Dalam prosesnya, tim menggunakan pendekatan Participatory Geographic Information System (GIS). Pendekatan tersebut menempatkan masyarakat sebagai bagian penting dalam proses perencanaan dan pemetaan potensi wisata desa.
Kepala Desa Srinanti, Rusmini Hakim, mengatakan masyarakat tidak hanya ditempatkan sebagai sumber informasi. Warga juga dilibatkan untuk memberikan masukan serta memastikan informasi yang diperoleh selama proses survei sesuai dengan kondisi di lapangan.
“Jadi masyarakat tidak hanya berperan sebagai narasumber, tetapi juga sebagai mitra yang turut mengidentifikasi potensi, memberikan masukan, dan memvalidasi berbagai informasi yang diperoleh selama survei,” jelas Rusmini.
Dari proses kolaboratif tersebut, tim bersama masyarakat kemudian menyepakati konsep wisata yang tidak hanya mengandalkan kawasan mangrove. Paket wisata dirancang dengan menggabungkan kegiatan susur mangrove dengan potensi lain yang dimiliki Desa Srinanti.
Potensi tersebut mencakup sektor pertanian, kebudayaan, hingga cerita mengenai sejarah transmigrasi di Desa Srinanti. Penggabungan berbagai potensi tersebut diharapkan dapat memberikan pengalaman wisata yang lebih beragam sekaligus memperkenalkan karakter desa kepada pengunjung.
Pengembangan ekowisata juga diarahkan agar masyarakat menjadi bagian utama dalam pengelolaannya. Dengan pendekatan tersebut, potensi mangrove diharapkan tidak hanya memberikan manfaat dari sisi pelestarian lingkungan, tetapi juga membuka peluang ekonomi bagi warga.

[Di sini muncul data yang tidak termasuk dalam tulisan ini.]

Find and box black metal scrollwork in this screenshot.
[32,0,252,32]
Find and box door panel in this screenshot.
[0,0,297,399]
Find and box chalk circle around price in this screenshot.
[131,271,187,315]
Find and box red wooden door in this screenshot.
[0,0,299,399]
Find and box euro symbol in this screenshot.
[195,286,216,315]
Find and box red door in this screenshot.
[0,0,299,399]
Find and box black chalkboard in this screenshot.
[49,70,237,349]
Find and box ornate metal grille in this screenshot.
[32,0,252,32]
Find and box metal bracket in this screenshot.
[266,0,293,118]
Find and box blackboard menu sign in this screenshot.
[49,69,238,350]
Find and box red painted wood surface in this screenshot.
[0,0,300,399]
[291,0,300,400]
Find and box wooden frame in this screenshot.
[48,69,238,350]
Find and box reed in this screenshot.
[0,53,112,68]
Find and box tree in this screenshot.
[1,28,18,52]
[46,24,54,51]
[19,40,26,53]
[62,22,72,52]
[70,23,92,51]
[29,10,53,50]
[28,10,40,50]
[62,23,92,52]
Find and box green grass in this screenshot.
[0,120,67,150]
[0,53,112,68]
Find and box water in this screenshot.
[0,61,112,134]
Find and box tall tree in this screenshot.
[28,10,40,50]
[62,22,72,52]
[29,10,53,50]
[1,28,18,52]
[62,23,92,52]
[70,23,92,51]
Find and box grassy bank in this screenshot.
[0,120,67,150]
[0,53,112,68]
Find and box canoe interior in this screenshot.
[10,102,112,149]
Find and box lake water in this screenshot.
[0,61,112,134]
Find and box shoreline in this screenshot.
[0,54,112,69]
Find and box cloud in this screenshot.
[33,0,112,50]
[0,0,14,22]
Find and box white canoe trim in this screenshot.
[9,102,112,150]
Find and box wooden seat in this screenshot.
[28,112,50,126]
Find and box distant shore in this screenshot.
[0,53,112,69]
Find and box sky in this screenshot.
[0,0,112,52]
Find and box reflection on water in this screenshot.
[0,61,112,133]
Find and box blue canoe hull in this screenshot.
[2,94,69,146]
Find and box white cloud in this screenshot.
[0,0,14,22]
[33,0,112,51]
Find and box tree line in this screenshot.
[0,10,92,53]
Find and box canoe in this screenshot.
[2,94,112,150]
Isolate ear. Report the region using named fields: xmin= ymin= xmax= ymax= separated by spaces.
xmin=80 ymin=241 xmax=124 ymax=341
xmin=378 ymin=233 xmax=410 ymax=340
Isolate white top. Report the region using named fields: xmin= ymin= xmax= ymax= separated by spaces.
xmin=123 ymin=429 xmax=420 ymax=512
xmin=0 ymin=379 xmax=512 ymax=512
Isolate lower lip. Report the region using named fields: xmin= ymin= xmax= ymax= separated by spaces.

Melalui program Spacemangrove, kolaborasi perguruan tinggi dan masyarakat diharapkan dapat menjadi dasar bagi Desa Srinanti dalam mengembangkan konsep desa wisata berbasis mangrove secara berkelanjutan. Mangrove diharapkan tidak hanya menjadi identitas ekologis desa, tetapi juga menjadi bagian dari penggerak perekonomian masyarakat.
Kata Kunci / Tags
Rekomendasi Berita
Memuat berita terbaru.....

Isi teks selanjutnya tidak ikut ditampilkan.